Beim Tag des offenen Denkmals erhielten die zahlreichen Besucher interessante Einblicke in die Ingolstädter Geschichte

08.09.2019 | Stand 23.09.2023, 8:28 Uhr
Der Kamin im Hagn-Haus wurde nicht von den Schäfflern, sondern zuvor von einem Schmied genutzt. Groß war auch der Andrang im alten Haus der Bayerischen Versicherungskammer am Brückenkopf. −Foto: Eberl

Ingolstadt (DK) Umbrüche in Kunst und Architektur lautete gestern das Motto beim Tag des offenen Denkmals.

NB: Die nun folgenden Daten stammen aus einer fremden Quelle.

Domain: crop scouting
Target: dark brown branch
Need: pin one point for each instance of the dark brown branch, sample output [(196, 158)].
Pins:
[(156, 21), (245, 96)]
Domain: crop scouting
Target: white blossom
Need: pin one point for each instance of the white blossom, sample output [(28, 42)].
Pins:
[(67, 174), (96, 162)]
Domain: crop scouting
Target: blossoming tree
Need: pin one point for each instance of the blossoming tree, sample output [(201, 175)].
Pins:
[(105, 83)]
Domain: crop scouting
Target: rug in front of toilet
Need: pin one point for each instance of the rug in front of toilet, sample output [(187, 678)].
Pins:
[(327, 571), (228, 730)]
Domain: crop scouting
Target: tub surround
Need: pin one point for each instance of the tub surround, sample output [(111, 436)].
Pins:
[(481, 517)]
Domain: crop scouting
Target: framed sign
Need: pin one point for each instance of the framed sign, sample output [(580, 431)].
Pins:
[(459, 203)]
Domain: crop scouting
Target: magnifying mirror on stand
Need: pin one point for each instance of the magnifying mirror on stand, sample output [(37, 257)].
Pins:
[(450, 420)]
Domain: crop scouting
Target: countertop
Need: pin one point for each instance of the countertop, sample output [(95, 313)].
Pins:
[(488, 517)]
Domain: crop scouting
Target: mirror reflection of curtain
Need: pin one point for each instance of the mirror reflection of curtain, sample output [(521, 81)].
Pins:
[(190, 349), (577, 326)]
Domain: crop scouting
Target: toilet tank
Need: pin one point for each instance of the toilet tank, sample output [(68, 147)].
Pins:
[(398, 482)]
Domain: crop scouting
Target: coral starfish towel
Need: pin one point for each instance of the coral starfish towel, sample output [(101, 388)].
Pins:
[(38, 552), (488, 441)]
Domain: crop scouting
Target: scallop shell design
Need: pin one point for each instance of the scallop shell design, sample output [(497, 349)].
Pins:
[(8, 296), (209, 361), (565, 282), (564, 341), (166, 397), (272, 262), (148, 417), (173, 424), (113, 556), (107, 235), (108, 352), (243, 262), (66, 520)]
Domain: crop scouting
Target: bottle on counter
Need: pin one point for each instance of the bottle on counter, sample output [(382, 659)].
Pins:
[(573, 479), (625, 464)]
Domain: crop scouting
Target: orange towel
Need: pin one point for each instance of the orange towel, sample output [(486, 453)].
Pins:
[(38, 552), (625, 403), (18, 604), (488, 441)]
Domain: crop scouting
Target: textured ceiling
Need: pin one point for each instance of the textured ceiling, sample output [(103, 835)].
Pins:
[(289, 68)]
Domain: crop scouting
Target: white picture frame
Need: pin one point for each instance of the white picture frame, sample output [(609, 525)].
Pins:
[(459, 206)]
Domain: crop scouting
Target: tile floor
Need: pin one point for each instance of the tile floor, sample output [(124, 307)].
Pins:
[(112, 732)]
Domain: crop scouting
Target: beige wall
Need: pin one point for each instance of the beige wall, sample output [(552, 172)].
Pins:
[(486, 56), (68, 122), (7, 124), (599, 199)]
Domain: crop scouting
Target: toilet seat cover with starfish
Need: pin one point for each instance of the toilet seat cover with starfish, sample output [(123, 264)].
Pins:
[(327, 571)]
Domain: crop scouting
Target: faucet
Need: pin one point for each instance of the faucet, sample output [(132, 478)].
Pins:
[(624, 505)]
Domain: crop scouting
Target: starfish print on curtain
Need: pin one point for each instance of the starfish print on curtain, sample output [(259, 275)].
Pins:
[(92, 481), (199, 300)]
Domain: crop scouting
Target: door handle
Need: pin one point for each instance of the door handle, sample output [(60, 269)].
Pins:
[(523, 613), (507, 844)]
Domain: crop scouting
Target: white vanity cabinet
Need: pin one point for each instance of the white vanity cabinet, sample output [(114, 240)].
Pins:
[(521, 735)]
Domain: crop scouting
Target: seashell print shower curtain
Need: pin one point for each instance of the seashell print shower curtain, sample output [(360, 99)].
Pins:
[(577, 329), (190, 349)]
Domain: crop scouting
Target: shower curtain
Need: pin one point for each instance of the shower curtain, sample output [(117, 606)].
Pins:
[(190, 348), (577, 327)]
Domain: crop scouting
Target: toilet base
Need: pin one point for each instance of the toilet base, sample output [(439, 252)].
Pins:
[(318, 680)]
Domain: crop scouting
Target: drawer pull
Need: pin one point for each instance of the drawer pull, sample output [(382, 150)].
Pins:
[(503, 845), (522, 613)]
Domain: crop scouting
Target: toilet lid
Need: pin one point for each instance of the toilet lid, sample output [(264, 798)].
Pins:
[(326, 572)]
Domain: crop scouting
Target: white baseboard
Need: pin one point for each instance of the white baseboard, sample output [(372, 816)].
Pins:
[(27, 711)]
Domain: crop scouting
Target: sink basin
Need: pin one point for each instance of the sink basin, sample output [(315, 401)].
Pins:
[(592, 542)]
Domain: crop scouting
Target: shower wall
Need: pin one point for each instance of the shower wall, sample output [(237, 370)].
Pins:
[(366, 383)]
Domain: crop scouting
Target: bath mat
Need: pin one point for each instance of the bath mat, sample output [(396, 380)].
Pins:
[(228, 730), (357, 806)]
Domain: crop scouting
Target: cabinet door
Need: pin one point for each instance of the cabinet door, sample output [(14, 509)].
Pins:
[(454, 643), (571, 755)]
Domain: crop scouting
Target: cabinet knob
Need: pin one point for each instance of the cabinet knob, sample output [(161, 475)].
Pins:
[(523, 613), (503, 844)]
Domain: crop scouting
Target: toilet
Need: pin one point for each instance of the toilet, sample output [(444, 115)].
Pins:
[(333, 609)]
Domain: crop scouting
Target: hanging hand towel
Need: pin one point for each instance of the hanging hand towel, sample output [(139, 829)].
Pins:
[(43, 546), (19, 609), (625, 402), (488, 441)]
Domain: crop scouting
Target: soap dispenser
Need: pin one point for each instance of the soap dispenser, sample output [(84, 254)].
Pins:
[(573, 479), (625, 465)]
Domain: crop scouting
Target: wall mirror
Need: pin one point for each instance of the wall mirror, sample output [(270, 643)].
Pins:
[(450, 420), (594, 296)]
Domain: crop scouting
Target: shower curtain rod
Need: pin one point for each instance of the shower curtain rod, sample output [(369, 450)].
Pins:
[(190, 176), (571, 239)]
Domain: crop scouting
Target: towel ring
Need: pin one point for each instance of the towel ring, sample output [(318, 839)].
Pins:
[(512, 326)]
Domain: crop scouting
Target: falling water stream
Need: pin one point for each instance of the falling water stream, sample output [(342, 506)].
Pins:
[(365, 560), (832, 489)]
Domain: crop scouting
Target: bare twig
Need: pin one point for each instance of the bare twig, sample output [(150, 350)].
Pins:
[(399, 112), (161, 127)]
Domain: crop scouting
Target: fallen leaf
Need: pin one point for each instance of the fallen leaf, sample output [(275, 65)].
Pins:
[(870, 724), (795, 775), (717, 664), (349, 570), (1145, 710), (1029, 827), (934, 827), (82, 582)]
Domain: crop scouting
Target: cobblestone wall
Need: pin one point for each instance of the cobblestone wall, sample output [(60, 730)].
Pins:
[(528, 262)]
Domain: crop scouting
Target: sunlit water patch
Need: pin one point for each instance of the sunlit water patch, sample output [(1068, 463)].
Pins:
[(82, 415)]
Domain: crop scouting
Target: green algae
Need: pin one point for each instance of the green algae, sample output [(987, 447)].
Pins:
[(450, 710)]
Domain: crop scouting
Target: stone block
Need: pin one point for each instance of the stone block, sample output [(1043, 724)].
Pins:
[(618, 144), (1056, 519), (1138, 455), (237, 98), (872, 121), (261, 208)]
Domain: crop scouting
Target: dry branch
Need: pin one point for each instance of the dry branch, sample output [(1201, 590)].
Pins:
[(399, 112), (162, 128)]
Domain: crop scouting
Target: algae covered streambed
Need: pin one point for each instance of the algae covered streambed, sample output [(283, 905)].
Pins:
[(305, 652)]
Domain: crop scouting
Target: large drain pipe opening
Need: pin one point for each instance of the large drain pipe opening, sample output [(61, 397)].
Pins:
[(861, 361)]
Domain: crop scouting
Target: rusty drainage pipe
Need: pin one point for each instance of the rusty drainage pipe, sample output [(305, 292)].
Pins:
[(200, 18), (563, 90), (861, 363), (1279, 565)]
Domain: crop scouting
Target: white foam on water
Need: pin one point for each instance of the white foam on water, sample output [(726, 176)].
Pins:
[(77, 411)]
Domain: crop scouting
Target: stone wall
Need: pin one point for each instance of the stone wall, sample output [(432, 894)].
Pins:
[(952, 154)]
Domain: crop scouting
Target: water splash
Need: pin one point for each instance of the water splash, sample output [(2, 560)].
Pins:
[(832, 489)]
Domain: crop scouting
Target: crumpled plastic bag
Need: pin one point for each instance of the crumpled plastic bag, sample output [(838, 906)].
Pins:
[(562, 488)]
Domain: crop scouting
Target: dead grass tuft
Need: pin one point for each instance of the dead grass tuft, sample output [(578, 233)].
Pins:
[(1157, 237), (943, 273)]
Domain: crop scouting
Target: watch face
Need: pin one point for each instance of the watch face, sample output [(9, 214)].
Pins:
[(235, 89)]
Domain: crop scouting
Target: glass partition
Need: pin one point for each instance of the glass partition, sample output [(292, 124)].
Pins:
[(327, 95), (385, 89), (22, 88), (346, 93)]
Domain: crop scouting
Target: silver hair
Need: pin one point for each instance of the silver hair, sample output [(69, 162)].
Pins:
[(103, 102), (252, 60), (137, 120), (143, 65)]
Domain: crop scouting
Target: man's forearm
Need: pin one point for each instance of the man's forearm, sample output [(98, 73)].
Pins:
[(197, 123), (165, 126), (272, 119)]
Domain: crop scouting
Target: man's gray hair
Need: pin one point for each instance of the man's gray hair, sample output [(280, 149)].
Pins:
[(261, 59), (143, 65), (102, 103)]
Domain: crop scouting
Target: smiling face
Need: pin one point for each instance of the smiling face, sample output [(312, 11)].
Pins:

Neben Schloss, Theater, Münster oder Kreuztor öffneten auch ansonsten unzugängliche Festungsbauten wie die Traverse 61 am Schutterhof oder Privathäuser wie das Schäfflerhaus ihre Türen. "Hans Hagn Schäfflermeister" steht unübersehbar auf dem großen, grünen Gebäude an der Schulstraße 1 und verrät auch dem Unkundigen, welche Handwerkerfamilie hier einst ansässig war. Alteingesessene Ingolstädter kennen natürlich die bekannte Familie, von der immer noch zehn Mitglieder bei den Schäfflern aktiv sind.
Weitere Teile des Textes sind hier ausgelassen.